Rustem saw no reason to have poor Nishik, his long-serving, much-loved servant, die in vain.

The Senator cast his son a satisfyingly poisonous glance and murmured, ‘Killed? Holy Jad. I am appalled, of course. You must allow—’

‘He was drawing his own sword!’ the boy exclaimed in a low, fierce tone. ‘He was—’

‘Be silent!’ said Plautus Bonosus, a little more loudly than he’d perhaps intended. Two men not far away glanced over. The wife, all reserve and composure, appeared to be gazing idly about the room, ignoring her family. She was listening, however; Rustem could see it.
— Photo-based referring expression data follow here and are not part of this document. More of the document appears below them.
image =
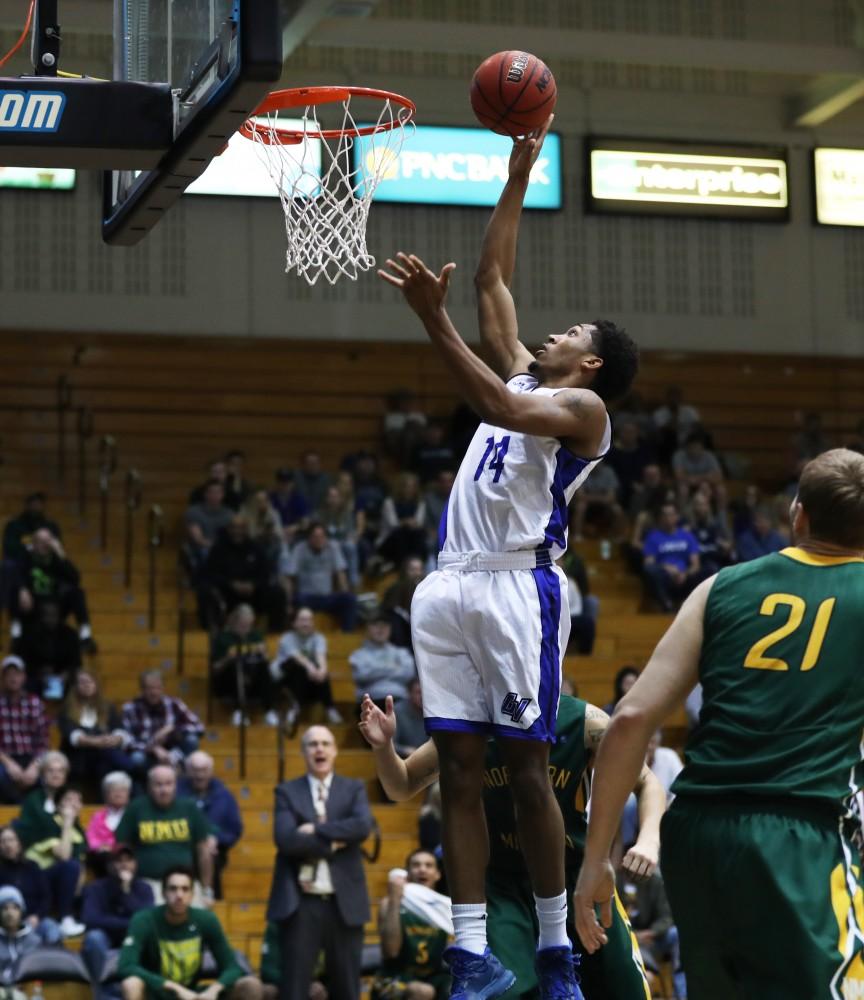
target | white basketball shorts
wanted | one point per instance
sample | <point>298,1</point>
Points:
<point>489,644</point>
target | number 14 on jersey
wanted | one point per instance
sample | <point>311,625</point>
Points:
<point>495,452</point>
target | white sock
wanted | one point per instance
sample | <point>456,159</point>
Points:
<point>552,917</point>
<point>469,924</point>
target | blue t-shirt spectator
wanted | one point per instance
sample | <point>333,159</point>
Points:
<point>672,548</point>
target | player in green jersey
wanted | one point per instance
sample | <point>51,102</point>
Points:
<point>412,945</point>
<point>762,877</point>
<point>616,972</point>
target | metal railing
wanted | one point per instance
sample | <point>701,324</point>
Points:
<point>85,432</point>
<point>132,503</point>
<point>64,402</point>
<point>155,537</point>
<point>107,468</point>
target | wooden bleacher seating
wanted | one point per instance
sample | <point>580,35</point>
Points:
<point>174,403</point>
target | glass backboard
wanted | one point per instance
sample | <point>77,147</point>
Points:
<point>221,57</point>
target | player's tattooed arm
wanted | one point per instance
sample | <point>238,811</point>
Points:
<point>596,723</point>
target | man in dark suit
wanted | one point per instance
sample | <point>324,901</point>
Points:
<point>318,896</point>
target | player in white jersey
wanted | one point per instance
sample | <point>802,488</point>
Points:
<point>490,626</point>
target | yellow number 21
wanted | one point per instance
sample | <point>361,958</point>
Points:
<point>756,657</point>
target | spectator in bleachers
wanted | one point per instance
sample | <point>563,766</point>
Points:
<point>710,531</point>
<point>237,572</point>
<point>651,919</point>
<point>91,732</point>
<point>310,480</point>
<point>162,729</point>
<point>55,841</point>
<point>30,881</point>
<point>339,518</point>
<point>237,489</point>
<point>291,506</point>
<point>265,525</point>
<point>165,831</point>
<point>23,732</point>
<point>624,680</point>
<point>675,420</point>
<point>318,895</point>
<point>584,606</point>
<point>205,521</point>
<point>396,601</point>
<point>628,456</point>
<point>19,531</point>
<point>402,533</point>
<point>433,453</point>
<point>410,726</point>
<point>597,501</point>
<point>403,424</point>
<point>50,650</point>
<point>46,574</point>
<point>17,936</point>
<point>315,571</point>
<point>379,668</point>
<point>435,503</point>
<point>370,491</point>
<point>300,667</point>
<point>109,903</point>
<point>240,647</point>
<point>647,499</point>
<point>697,468</point>
<point>216,471</point>
<point>744,509</point>
<point>760,540</point>
<point>217,803</point>
<point>671,566</point>
<point>163,951</point>
<point>415,927</point>
<point>101,831</point>
<point>811,440</point>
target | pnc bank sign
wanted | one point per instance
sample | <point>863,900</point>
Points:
<point>457,166</point>
<point>681,181</point>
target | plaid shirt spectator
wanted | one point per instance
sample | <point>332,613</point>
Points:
<point>143,720</point>
<point>23,726</point>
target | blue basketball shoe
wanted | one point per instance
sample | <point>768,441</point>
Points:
<point>556,973</point>
<point>476,977</point>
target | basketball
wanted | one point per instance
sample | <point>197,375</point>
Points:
<point>513,93</point>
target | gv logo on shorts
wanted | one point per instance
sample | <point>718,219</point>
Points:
<point>514,706</point>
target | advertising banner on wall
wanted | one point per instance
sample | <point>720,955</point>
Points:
<point>459,166</point>
<point>839,185</point>
<point>663,178</point>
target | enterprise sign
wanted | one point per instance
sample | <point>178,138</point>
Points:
<point>839,186</point>
<point>458,166</point>
<point>677,179</point>
<point>40,178</point>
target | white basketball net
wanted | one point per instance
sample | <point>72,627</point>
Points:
<point>325,198</point>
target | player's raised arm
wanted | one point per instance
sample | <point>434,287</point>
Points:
<point>499,329</point>
<point>576,416</point>
<point>402,779</point>
<point>664,683</point>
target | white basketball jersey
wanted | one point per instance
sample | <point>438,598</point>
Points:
<point>512,489</point>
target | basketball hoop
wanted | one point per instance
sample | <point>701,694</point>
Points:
<point>326,211</point>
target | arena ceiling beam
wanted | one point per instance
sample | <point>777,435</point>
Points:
<point>593,46</point>
<point>825,98</point>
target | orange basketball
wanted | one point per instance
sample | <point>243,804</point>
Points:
<point>513,93</point>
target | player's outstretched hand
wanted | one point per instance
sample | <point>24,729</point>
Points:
<point>424,290</point>
<point>596,884</point>
<point>640,862</point>
<point>525,151</point>
<point>378,728</point>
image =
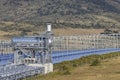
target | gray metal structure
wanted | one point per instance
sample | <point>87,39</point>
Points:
<point>32,55</point>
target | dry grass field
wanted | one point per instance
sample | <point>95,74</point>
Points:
<point>76,31</point>
<point>57,32</point>
<point>107,70</point>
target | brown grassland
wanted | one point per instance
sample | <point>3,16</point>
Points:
<point>57,32</point>
<point>107,70</point>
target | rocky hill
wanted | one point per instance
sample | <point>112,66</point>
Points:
<point>63,13</point>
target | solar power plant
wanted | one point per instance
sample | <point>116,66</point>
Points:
<point>35,55</point>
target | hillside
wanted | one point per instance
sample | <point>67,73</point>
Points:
<point>32,15</point>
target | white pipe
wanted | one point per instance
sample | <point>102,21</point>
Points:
<point>49,27</point>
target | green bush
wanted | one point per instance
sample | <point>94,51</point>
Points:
<point>96,62</point>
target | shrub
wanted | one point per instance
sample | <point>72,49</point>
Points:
<point>96,62</point>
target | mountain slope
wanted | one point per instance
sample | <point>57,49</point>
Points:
<point>63,13</point>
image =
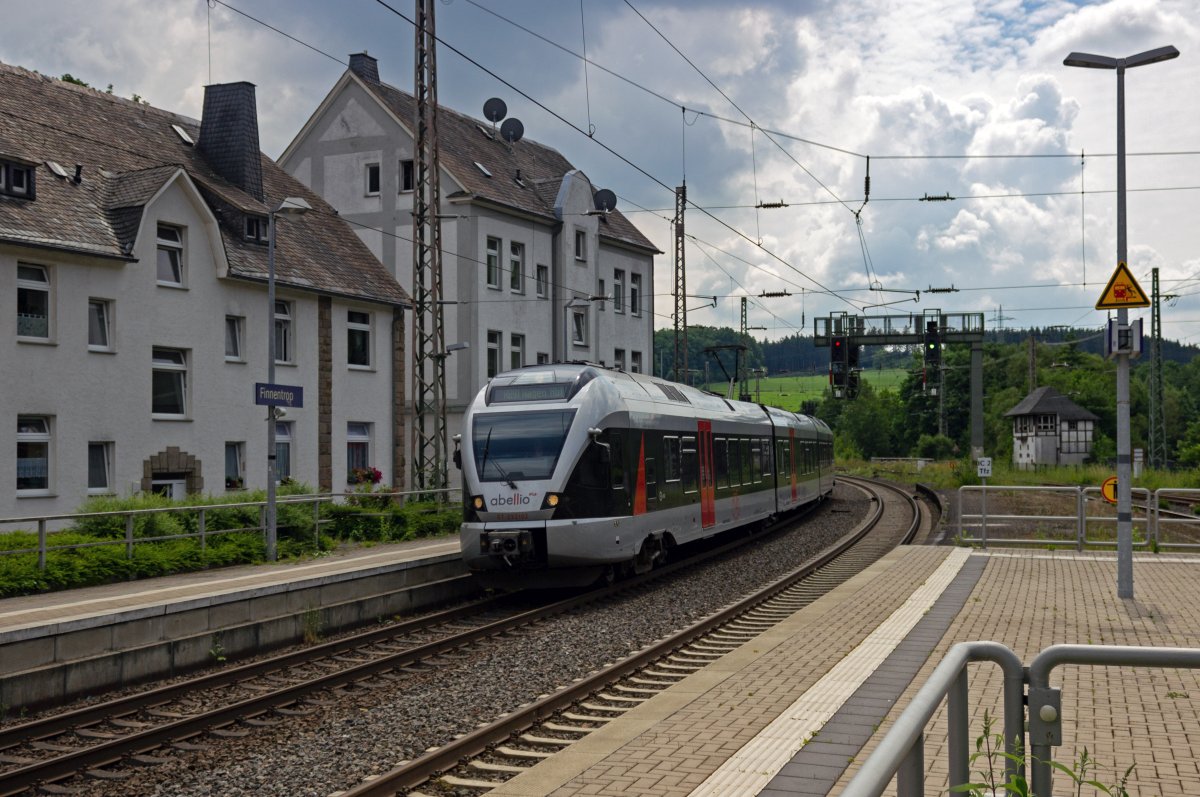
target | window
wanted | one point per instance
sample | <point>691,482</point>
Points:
<point>493,353</point>
<point>580,327</point>
<point>235,330</point>
<point>407,180</point>
<point>581,245</point>
<point>516,351</point>
<point>235,466</point>
<point>672,466</point>
<point>171,256</point>
<point>17,179</point>
<point>282,449</point>
<point>100,468</point>
<point>257,229</point>
<point>169,382</point>
<point>358,337</point>
<point>516,267</point>
<point>33,454</point>
<point>358,448</point>
<point>100,337</point>
<point>283,331</point>
<point>493,263</point>
<point>33,301</point>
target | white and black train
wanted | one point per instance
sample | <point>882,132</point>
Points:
<point>574,473</point>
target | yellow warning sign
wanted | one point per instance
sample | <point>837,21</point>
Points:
<point>1122,292</point>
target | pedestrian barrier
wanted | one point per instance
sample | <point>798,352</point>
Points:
<point>48,525</point>
<point>1155,526</point>
<point>900,753</point>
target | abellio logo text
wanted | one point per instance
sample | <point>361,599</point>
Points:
<point>510,501</point>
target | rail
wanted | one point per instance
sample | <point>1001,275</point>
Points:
<point>1153,525</point>
<point>199,511</point>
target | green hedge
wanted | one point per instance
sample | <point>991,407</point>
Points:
<point>366,519</point>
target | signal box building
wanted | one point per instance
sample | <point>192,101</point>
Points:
<point>1050,429</point>
<point>133,306</point>
<point>523,245</point>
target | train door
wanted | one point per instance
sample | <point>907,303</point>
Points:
<point>707,485</point>
<point>791,453</point>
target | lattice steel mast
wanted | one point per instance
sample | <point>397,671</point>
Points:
<point>681,315</point>
<point>429,337</point>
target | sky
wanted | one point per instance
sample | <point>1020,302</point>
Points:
<point>993,169</point>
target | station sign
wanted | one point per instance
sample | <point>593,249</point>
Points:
<point>279,395</point>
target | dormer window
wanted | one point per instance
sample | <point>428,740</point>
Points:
<point>17,179</point>
<point>256,229</point>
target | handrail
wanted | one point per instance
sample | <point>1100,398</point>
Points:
<point>901,750</point>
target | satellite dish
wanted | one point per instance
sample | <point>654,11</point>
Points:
<point>605,201</point>
<point>511,131</point>
<point>495,109</point>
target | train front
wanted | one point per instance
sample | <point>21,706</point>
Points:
<point>538,507</point>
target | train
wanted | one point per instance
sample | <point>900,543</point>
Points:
<point>575,473</point>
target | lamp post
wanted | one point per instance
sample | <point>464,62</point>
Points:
<point>438,400</point>
<point>1125,469</point>
<point>289,207</point>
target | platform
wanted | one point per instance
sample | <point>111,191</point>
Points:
<point>797,709</point>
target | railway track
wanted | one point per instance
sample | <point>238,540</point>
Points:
<point>495,753</point>
<point>99,739</point>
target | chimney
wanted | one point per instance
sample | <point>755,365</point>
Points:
<point>365,66</point>
<point>229,136</point>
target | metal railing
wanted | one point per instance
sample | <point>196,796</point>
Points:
<point>1152,523</point>
<point>900,754</point>
<point>201,511</point>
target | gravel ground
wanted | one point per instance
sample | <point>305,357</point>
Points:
<point>365,731</point>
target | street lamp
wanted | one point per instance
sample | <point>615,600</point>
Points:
<point>289,207</point>
<point>1125,503</point>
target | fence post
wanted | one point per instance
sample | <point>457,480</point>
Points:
<point>958,725</point>
<point>41,544</point>
<point>202,523</point>
<point>1080,519</point>
<point>911,774</point>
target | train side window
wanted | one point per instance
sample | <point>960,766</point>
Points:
<point>671,465</point>
<point>721,462</point>
<point>690,465</point>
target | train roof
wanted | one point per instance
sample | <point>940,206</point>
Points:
<point>561,382</point>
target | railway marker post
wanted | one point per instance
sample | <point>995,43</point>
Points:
<point>983,466</point>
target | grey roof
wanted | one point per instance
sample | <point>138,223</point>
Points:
<point>1048,401</point>
<point>463,142</point>
<point>129,151</point>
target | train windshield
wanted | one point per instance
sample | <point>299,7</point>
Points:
<point>520,445</point>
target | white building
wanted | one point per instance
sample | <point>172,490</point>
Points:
<point>133,268</point>
<point>1050,429</point>
<point>521,235</point>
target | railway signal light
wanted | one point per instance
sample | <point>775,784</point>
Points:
<point>933,347</point>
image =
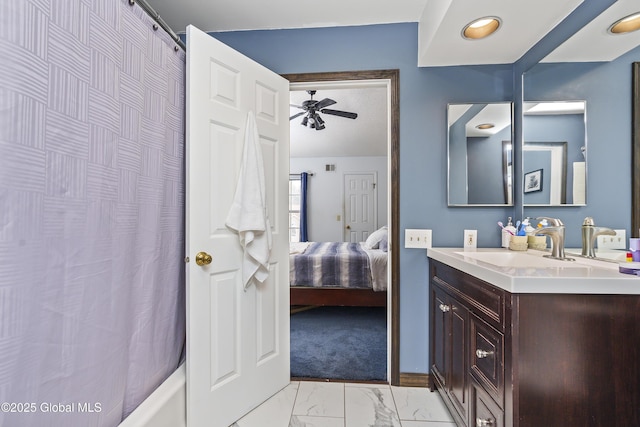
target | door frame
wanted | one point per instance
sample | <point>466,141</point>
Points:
<point>393,78</point>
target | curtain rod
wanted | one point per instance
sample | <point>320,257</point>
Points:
<point>154,15</point>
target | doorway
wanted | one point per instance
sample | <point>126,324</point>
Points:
<point>390,79</point>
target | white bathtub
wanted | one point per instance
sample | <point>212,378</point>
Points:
<point>165,407</point>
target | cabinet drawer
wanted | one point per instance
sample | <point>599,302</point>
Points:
<point>484,411</point>
<point>480,297</point>
<point>487,357</point>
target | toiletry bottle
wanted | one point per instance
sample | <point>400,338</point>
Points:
<point>508,231</point>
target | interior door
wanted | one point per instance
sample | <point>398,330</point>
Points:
<point>237,340</point>
<point>360,206</point>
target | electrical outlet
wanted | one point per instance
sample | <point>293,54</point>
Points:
<point>417,238</point>
<point>619,241</point>
<point>470,239</point>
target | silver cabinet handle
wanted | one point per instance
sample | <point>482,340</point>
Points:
<point>481,354</point>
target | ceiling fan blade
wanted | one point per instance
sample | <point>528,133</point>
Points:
<point>324,103</point>
<point>344,114</point>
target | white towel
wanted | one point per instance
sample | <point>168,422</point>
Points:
<point>248,214</point>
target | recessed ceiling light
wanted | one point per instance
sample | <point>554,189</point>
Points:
<point>481,28</point>
<point>626,25</point>
<point>484,126</point>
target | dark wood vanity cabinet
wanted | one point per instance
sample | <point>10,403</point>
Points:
<point>530,360</point>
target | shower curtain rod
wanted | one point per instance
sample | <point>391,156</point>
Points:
<point>154,15</point>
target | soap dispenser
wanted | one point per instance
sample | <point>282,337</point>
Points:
<point>508,231</point>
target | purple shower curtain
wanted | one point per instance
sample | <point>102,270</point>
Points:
<point>91,210</point>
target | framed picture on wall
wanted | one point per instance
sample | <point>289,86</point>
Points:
<point>533,181</point>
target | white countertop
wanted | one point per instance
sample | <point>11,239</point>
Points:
<point>539,275</point>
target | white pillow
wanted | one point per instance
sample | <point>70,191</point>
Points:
<point>373,241</point>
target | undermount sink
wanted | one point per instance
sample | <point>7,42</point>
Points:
<point>519,259</point>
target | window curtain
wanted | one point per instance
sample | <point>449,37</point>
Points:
<point>304,232</point>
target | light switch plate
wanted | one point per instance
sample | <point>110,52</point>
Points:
<point>619,241</point>
<point>470,239</point>
<point>417,238</point>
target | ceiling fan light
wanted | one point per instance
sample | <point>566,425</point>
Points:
<point>626,25</point>
<point>481,28</point>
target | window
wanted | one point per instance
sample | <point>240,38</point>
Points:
<point>294,209</point>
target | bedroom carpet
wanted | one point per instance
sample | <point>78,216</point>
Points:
<point>341,343</point>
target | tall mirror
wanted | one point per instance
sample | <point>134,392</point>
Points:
<point>554,155</point>
<point>479,141</point>
<point>593,65</point>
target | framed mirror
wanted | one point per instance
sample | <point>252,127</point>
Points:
<point>555,144</point>
<point>479,138</point>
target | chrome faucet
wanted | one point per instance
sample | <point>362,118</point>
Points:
<point>555,230</point>
<point>589,234</point>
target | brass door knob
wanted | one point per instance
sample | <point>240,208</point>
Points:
<point>203,258</point>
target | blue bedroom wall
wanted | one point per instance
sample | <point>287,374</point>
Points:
<point>424,95</point>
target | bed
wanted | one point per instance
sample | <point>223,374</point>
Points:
<point>340,273</point>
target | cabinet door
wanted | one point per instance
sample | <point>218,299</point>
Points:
<point>440,335</point>
<point>458,380</point>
‘As I was saying,’ Bonosus continued more softly, turning back to Rustem, his colour even more heightened, ‘you must allow me to offer you a cup of wine at our home after this charming celebration. I am grateful that you chose to speak with me directly, of course.’

‘Of course,’ said Rustem gravely.

‘Where would we find your unfortunate servant?’ the Senator asked. A practical man.

‘The body is being attended to,’ Rustem murmured.

‘Ah. So there are . . . others who have already learned of this?’

‘We were pursued through the streets by sword-wielding youths led by your son,’ Rustem said, allowing himself a shade of emphasis. ‘I imagine a number of people did observe our passage, yes. We received assistance in the Emperor’s new Sanctuary from his mosaicist.’

‘Ah,’ said Plautus Bonosus again, glancing across the room. ‘The Rhodian. He does get about. Well, if that matter is attended to . . . ’

‘My mule and all my goods,’ said Rustem, ‘were left behind when we were forced to flee. I have just arrived in Sarantium this morning, you see.’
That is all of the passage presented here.